Despite this....I was just picked up by a normal taxi helicopter ( although they considered leaving me there unattended for the night at first,in wet clothes and in the state I was in) and flown to security. But no doctor. No one wanted to accept how close it was. Had I died the person in charge would have been in jail for manslaughter.The mismanagement has been part of triggering I think.
So coming out of this...and with all of the things that had happened prior, I was diagnosed with PTSD. In a way it was a relief to understand my avoidance behaviour, the isolation and the things that had became my norm. To have a specialist psychiatrist at the Brain injury department here in Christchurch say I'm not crazy and what I experience, is normal for what kind of extreme trauma I had been through, was a relief.
However....my bad luck didn't stop there.
6 months after the rafting accident and 6 months of fighting panic attacks, night mares, flashbacks, hyper-vigilance ( doesn't help living in a country where we get earthquakes every 5 minutes) fear of letting anyone/anything near me / hurt me.... I fell of my horse and snapped my humerus bone in half.
The body responded by attending to this emergency injury but as it started to heal up - all of a sudden the nightmares came back. Dreaming of dying....wishing to die....started all over.
Feeling guilty of being alive.
Feeling guilty of being alive and not make the most of it.
Someone gave me a second chance and yet I constantly walk around feeling like a failure. Every setback, minor issue at work I immediately revert back to the same thought.
I should not be alive.
Anyway - I thought I was getting stronger in the last few months, no nightmares and I managed to loose weight , which was kind of my way of taking control. Because that is the hardest feeling of all.
Feeling helpless and feeling like you have absolutely no control. Life happens in front of you and you simply watch it without participation. However the other day it just daunted me....that all this time i've been walking around feeling like....even if the doctor diagnosed me , part of me didn't want to believe in it. Even if I did accept it on one level....my intellectual part of the brain kinda said - I can choose to not have PTSD.

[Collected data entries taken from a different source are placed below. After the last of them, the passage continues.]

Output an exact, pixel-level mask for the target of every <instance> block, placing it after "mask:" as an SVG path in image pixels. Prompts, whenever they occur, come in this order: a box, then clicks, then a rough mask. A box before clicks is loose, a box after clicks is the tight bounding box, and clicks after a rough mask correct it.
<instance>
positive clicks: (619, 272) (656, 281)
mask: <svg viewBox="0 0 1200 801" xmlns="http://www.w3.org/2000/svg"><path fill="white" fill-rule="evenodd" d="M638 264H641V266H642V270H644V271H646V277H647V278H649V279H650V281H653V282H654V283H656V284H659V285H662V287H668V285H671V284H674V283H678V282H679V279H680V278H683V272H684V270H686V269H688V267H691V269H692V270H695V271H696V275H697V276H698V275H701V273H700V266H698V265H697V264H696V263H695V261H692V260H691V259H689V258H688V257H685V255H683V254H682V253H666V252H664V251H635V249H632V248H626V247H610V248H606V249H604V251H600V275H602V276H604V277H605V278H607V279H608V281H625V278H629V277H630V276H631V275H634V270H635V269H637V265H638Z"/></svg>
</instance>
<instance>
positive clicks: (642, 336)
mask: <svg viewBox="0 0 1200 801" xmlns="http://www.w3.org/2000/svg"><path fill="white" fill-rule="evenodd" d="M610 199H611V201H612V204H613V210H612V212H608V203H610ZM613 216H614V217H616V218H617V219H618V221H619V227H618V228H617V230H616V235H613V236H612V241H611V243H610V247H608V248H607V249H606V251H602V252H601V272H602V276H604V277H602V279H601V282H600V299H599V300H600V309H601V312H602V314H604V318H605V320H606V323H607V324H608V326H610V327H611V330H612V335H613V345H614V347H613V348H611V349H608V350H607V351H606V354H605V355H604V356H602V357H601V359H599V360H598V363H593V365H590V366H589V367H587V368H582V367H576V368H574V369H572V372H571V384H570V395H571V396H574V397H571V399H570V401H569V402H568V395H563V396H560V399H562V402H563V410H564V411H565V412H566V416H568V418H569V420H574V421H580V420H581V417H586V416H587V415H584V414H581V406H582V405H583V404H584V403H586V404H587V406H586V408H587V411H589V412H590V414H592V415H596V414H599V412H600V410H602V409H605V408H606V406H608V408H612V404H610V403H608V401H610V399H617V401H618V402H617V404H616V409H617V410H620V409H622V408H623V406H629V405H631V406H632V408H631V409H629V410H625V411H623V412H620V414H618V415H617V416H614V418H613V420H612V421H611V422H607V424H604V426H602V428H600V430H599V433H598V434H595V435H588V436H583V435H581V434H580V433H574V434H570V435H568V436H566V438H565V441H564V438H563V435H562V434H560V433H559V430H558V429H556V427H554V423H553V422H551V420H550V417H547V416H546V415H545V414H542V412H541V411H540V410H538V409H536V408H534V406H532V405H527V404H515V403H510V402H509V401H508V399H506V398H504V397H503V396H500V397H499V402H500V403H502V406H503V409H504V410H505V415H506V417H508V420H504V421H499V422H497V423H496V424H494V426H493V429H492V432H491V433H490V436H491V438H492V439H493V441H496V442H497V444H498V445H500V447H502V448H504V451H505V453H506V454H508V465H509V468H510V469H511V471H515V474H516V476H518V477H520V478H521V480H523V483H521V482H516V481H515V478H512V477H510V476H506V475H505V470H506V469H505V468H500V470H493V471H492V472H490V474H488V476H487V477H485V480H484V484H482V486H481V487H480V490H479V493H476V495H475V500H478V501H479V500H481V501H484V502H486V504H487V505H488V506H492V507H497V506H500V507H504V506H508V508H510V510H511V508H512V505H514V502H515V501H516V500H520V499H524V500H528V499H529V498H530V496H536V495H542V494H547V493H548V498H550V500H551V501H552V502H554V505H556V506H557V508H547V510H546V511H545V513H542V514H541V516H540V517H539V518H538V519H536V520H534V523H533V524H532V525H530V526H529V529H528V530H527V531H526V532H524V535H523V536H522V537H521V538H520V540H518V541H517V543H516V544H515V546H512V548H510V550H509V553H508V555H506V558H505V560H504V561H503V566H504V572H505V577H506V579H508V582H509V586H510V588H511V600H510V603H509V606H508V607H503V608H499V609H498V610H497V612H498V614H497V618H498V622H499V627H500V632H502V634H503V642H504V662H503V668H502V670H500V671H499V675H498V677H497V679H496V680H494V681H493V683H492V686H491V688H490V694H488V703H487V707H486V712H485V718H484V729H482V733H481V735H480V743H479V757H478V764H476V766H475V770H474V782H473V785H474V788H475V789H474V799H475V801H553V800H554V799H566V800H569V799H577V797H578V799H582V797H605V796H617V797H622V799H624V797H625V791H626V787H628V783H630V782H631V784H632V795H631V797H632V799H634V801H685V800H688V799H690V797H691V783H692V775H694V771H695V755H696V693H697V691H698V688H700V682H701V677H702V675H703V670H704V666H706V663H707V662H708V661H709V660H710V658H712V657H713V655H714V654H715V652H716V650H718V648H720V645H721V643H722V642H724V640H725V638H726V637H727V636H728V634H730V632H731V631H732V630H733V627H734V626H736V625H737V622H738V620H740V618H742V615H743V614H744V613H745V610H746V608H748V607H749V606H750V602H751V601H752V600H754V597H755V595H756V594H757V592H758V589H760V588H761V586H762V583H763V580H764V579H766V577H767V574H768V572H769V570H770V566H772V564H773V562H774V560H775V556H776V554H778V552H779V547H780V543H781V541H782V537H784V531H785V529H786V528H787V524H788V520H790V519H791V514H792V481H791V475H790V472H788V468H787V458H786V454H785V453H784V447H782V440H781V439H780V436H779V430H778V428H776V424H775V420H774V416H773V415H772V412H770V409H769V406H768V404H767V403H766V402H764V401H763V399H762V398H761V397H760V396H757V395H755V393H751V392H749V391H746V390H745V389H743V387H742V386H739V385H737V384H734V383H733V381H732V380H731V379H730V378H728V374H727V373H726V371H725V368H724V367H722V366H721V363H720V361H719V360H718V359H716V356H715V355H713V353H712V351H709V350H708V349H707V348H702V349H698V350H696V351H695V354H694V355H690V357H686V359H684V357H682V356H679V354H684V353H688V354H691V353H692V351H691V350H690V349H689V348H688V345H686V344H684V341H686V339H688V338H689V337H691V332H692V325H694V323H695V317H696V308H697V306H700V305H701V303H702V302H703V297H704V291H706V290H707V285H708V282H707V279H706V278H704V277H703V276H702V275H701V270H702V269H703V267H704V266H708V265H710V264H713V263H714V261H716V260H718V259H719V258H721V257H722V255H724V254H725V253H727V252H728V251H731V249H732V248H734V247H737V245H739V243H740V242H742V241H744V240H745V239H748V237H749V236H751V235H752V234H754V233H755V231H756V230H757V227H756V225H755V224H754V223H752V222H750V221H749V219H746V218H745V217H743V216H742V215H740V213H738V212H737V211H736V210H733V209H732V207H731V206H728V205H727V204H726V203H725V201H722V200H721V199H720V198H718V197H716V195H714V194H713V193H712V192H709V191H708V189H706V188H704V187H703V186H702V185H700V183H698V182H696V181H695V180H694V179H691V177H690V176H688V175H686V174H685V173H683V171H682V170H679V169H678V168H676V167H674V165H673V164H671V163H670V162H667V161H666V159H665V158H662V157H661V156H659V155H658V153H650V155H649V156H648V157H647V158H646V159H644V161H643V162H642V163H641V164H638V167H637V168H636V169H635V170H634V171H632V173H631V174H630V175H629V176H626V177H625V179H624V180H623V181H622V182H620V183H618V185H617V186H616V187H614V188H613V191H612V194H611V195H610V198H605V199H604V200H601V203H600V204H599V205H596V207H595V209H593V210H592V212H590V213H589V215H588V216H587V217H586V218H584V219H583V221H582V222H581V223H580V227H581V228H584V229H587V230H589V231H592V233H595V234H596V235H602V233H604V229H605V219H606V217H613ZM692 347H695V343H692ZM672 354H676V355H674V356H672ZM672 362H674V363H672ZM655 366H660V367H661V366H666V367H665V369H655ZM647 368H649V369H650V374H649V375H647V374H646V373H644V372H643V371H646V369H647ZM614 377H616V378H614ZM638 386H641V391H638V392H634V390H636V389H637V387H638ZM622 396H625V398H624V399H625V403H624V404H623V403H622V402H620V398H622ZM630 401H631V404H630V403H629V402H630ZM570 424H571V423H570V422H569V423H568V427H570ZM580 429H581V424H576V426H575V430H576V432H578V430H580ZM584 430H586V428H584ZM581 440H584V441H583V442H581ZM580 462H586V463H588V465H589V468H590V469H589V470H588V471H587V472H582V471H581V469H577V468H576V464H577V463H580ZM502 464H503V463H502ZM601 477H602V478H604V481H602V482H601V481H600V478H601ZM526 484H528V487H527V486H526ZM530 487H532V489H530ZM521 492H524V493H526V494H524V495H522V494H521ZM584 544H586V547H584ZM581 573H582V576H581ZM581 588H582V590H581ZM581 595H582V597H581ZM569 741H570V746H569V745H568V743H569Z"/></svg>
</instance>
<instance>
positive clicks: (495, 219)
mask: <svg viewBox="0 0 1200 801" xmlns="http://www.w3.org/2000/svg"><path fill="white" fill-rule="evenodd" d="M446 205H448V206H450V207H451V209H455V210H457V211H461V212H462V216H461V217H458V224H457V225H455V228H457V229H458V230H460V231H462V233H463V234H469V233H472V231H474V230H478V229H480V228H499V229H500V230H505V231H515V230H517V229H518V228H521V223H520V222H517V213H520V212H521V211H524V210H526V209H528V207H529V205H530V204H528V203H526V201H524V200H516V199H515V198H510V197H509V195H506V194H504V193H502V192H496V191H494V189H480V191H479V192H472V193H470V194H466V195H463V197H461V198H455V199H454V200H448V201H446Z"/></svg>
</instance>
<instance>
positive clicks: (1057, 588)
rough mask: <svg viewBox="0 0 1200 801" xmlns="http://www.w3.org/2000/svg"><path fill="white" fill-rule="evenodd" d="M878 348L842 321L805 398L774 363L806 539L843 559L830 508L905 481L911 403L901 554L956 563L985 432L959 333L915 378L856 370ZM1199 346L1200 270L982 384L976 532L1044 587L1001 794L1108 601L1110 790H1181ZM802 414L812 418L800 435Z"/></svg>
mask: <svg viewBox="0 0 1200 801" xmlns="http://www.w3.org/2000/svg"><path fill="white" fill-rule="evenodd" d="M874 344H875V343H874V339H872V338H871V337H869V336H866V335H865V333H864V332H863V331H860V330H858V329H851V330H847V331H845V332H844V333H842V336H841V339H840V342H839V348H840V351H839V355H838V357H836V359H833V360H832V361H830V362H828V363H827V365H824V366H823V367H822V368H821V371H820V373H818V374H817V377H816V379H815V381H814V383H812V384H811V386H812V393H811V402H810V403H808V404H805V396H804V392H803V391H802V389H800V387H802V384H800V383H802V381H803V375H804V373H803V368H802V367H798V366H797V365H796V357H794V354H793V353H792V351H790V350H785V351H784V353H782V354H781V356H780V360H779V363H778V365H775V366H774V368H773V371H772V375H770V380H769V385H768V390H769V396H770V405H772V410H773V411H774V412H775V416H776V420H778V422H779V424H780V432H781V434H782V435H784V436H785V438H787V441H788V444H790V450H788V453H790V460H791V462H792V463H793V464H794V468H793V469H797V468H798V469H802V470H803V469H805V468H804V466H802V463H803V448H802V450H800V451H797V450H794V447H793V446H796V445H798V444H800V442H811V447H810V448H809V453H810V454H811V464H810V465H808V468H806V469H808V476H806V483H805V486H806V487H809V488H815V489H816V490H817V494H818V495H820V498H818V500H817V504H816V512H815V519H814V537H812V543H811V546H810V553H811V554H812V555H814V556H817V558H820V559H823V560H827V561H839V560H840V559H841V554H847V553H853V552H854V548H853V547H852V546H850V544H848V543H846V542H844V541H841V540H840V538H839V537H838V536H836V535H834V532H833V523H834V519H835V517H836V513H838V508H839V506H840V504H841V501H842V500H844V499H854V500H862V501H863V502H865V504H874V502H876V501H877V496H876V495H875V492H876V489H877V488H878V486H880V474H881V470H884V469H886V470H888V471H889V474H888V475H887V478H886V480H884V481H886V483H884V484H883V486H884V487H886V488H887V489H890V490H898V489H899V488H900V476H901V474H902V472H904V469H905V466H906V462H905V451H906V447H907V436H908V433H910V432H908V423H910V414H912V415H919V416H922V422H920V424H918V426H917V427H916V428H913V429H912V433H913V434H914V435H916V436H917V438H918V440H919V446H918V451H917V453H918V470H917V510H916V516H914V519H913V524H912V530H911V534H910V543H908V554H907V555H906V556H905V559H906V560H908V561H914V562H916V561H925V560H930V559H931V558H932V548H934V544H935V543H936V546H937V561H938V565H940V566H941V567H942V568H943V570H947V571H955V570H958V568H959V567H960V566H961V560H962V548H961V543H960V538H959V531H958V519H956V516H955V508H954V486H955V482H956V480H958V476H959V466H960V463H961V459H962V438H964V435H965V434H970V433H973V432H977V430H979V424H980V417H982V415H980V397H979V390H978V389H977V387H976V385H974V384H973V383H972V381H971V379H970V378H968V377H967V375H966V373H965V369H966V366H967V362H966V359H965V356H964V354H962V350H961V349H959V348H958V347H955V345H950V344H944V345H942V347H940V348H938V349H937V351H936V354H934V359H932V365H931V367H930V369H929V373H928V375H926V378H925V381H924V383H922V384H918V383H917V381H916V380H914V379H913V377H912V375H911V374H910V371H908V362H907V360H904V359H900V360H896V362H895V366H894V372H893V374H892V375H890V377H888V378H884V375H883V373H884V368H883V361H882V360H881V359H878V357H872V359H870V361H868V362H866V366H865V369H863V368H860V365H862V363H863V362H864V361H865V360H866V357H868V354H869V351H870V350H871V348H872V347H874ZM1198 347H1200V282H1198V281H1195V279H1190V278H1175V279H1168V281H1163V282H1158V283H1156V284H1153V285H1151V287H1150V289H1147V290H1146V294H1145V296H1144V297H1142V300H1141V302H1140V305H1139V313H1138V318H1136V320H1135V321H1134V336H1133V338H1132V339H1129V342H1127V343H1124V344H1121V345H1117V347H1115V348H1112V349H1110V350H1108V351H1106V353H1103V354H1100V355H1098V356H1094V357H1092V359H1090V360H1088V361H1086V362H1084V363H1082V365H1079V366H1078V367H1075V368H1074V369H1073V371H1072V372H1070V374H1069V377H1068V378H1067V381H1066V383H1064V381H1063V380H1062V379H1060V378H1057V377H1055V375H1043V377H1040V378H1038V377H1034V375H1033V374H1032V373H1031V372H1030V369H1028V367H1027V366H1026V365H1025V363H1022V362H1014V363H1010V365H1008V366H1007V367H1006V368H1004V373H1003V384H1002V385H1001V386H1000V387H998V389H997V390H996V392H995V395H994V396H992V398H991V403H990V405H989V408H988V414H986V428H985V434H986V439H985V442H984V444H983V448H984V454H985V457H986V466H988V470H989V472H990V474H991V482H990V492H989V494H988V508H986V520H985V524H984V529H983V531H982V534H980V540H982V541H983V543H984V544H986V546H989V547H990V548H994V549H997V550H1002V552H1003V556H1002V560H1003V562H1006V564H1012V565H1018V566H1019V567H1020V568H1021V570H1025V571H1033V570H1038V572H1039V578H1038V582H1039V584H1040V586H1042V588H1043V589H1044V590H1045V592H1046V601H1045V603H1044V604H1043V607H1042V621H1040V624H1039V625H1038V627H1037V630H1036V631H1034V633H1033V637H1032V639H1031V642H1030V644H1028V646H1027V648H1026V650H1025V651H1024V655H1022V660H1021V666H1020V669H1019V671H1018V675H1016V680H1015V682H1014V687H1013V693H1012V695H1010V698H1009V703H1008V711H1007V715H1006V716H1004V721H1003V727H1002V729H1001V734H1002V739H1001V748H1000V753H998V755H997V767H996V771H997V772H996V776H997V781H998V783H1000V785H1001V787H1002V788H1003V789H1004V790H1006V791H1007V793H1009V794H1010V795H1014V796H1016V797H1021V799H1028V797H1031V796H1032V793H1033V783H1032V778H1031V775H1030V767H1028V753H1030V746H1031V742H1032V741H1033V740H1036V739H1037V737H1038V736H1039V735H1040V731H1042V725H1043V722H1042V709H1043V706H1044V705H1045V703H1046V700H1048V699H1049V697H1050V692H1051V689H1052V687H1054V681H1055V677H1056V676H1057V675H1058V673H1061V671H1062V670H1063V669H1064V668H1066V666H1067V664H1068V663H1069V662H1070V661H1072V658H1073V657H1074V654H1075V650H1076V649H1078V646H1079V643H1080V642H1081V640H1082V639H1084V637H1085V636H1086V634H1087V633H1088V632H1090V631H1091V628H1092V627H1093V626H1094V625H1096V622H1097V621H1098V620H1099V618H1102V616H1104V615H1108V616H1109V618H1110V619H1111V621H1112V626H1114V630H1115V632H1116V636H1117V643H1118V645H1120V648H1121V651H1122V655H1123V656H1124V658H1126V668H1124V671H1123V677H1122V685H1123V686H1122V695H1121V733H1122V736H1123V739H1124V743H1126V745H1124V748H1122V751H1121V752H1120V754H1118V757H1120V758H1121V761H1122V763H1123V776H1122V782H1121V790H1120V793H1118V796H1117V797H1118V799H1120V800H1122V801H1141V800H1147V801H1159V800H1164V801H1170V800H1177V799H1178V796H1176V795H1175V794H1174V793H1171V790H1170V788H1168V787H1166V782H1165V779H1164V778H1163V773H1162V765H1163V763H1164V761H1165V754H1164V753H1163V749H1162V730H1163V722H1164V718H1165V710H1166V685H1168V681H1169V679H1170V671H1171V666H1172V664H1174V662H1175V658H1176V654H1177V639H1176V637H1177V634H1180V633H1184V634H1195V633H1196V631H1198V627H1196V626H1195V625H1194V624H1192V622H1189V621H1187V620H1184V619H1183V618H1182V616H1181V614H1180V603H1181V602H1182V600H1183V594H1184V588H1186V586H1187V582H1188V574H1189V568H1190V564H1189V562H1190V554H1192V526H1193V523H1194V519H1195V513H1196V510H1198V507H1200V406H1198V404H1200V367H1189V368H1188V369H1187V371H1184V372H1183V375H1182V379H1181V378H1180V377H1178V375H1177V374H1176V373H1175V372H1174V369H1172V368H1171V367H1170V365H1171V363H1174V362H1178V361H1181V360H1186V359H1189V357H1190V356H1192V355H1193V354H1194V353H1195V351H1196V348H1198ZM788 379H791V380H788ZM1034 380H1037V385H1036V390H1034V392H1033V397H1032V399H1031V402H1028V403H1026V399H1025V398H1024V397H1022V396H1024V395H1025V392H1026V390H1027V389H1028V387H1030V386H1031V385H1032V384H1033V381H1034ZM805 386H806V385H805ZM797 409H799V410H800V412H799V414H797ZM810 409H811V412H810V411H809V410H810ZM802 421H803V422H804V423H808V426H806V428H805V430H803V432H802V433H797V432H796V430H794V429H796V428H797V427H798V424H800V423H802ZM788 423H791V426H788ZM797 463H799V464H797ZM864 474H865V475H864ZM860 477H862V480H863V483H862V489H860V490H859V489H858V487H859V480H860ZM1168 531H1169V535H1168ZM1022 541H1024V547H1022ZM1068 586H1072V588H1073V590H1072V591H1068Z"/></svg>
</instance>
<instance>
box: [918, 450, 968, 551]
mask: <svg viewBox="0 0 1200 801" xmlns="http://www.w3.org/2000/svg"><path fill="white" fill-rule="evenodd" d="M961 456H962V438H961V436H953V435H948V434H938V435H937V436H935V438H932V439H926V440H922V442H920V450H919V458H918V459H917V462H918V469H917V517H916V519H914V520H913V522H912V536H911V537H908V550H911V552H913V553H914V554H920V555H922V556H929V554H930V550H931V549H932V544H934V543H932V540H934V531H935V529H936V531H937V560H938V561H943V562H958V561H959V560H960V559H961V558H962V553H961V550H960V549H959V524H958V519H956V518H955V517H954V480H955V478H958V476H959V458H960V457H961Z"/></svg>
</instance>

But looking at myself now....having gone through all this crap..... I realized I've started avoiding my horses. They now represent a trauma and my way of dealing with it is avoidance. At first I thought this is probably normal....but the thinking about it. This is what I have done with everything else that has hurt me ...avoidance.
So now I feel rotten for not giving my animals the love and attention they normally get...I've failed them too. Once again I just feel like a failure and I don't know how to snap out of it.
Pretending im normal at work takes up most of my energy....only to fall apart in the loneliness at home.
I really don't know what my next step in life is. I've lost so much over the last few years...I simply feel inhuman and damaged.
Simply damaged.
Thank you for listening and sorry for my rant...but this is the first time I've spoken about it in public and with people suffering from the same thing.